High-precision measurements and theoretical calculations of indium excited-state polarizabilities

Abstract

We report measurements of the 115In 7p1/2 and 7p3/2 scalar and tensor polarizabilities using two-step diode laser spectroscopy in an atomic beam. The scalar polarizabilities are one to two orders of magnitude larger than for lower lying indium states due to the close proximity of the 7p and 6d states. For the scalar polarizabilities, we find values (in atomic units) of 1.811(4) × 105 a03 and 2.876(6) × 105 a03 for the 7p1/2 and 7p3/2 states respectively.
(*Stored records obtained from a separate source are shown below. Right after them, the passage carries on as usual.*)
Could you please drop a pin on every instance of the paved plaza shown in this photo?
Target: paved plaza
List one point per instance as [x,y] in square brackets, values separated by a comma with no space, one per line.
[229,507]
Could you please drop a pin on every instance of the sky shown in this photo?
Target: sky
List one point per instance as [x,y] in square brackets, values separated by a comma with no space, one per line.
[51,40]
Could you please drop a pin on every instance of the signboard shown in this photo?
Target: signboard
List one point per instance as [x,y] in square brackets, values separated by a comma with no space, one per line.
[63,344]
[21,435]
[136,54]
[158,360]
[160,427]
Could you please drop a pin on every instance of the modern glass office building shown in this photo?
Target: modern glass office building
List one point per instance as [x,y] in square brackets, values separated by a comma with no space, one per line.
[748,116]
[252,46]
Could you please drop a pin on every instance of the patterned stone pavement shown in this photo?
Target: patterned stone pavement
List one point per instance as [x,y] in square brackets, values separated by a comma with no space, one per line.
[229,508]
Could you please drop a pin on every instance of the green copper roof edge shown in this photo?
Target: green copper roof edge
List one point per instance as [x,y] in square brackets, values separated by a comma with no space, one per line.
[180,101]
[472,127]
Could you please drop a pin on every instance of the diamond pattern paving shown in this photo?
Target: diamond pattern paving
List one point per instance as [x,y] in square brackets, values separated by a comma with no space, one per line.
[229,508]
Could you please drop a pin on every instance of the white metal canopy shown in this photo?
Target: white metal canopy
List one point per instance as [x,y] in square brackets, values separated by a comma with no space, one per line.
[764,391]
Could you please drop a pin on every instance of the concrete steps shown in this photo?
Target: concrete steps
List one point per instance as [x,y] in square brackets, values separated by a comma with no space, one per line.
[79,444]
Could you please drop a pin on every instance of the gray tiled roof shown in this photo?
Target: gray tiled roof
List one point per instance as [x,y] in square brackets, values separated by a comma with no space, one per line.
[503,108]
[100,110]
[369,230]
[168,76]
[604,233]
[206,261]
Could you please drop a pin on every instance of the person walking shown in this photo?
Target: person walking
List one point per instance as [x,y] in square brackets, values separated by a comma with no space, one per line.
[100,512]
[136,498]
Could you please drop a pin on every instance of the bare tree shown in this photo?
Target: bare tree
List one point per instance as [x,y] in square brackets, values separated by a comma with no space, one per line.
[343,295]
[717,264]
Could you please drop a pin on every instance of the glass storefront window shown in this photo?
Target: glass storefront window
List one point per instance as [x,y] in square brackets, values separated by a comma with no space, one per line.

We estimate the smaller tensor polarizability component of the 7p3/2 state to be -1.43(18) × 104 a03. These measurements represent the first high-precision benchmarks of transition properties of such high excited states of trivalent atomic systems. We also present new ab initio calculations of these quantities and other In polarizabilities using two high-precision relativistic methods to make a global comparison of the accuracies of the two approaches. The precision of the experiment is sufficient to differentiate between the two theoretical methods as well as to allow precise determination of the indium 7p-6d matrix elements. The results obtained in this work are applicable to other heavier and more complicated systems, and provide much needed guidance for the development of even more precise theoretical approaches.